With Win10 however the adoption rate has been unprecedented, and as such, the speed at which developers can start to target DX12 is higher. They do not have to wait 2-3 years this time for Win10 to reach enough market share for them to risk "locking" their game to DX12. I recon already in a year we will see a vast majority of games starting to be DX12 only, as the adoption rate of Win10, thus the requirement for the OS to be able to run DX12, is so high.

 

http://store.steampowered.com/hwsurvey/directx/

 

look at this. Win10 ALREADY has majority share. among the operating systems. I recon A LOT of people jumped onto the free upgrade this week as it was their last chance.
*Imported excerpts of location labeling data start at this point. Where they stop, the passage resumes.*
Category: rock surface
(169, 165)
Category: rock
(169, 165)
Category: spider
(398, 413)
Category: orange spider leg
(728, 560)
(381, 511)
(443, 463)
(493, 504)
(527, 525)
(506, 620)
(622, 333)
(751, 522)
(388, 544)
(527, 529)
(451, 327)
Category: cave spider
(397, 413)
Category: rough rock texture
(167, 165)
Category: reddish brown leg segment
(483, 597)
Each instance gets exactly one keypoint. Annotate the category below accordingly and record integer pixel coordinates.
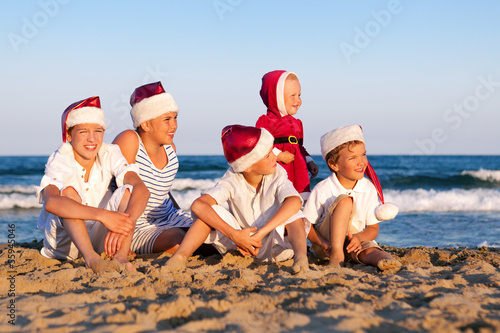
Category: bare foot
(384, 264)
(126, 263)
(337, 260)
(176, 263)
(300, 264)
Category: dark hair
(334, 154)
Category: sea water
(444, 201)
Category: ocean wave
(483, 174)
(455, 200)
(187, 184)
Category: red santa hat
(341, 135)
(272, 90)
(150, 101)
(244, 145)
(87, 111)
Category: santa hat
(244, 145)
(87, 111)
(341, 135)
(273, 90)
(150, 101)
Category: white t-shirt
(252, 209)
(325, 192)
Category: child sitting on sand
(280, 92)
(80, 215)
(264, 218)
(346, 203)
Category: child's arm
(129, 144)
(67, 208)
(317, 239)
(291, 206)
(202, 207)
(370, 233)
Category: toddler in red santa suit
(280, 92)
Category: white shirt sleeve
(58, 169)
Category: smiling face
(163, 128)
(351, 165)
(292, 96)
(265, 166)
(86, 140)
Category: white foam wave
(456, 200)
(183, 184)
(483, 174)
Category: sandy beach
(435, 290)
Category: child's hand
(246, 244)
(313, 168)
(285, 157)
(119, 223)
(354, 243)
(113, 243)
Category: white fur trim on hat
(280, 93)
(152, 107)
(335, 138)
(86, 115)
(261, 149)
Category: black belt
(288, 139)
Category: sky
(421, 77)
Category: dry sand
(435, 290)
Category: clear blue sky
(419, 76)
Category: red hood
(268, 90)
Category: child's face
(292, 97)
(351, 165)
(86, 140)
(164, 127)
(266, 166)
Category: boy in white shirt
(264, 218)
(80, 215)
(346, 203)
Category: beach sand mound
(435, 290)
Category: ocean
(444, 201)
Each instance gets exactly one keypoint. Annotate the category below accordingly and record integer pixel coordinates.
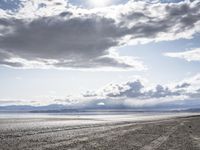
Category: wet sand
(182, 133)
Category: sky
(108, 54)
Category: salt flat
(178, 133)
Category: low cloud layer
(191, 55)
(57, 34)
(139, 95)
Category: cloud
(191, 55)
(57, 34)
(138, 94)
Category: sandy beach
(181, 133)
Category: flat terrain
(181, 133)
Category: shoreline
(180, 133)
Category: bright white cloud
(45, 34)
(191, 55)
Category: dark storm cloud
(69, 40)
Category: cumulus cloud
(57, 34)
(138, 94)
(191, 55)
So the July HwSurvey should see this market share increase even further.

 

A game developer is only concerned about "target market %". meaning how many % of the market their game can adress with the requirements outlined for the games.

 

Due to a rapid increase in adoption of more powerful hardware lately, we have seen games jump from using GT8800's in their minimum requirements, to HD 7770s and GTX 660s.. A MAJOR improvement from how it used to be. Especially the CPU requirements has improved, as more people now then ever is using a quad core CPU at minimum. Thus the adressable core count, and as such the adressable performance tier, is actually there.

 

 

There is kind of a problem with DX12 at the moment however-its apparently a buggy mess.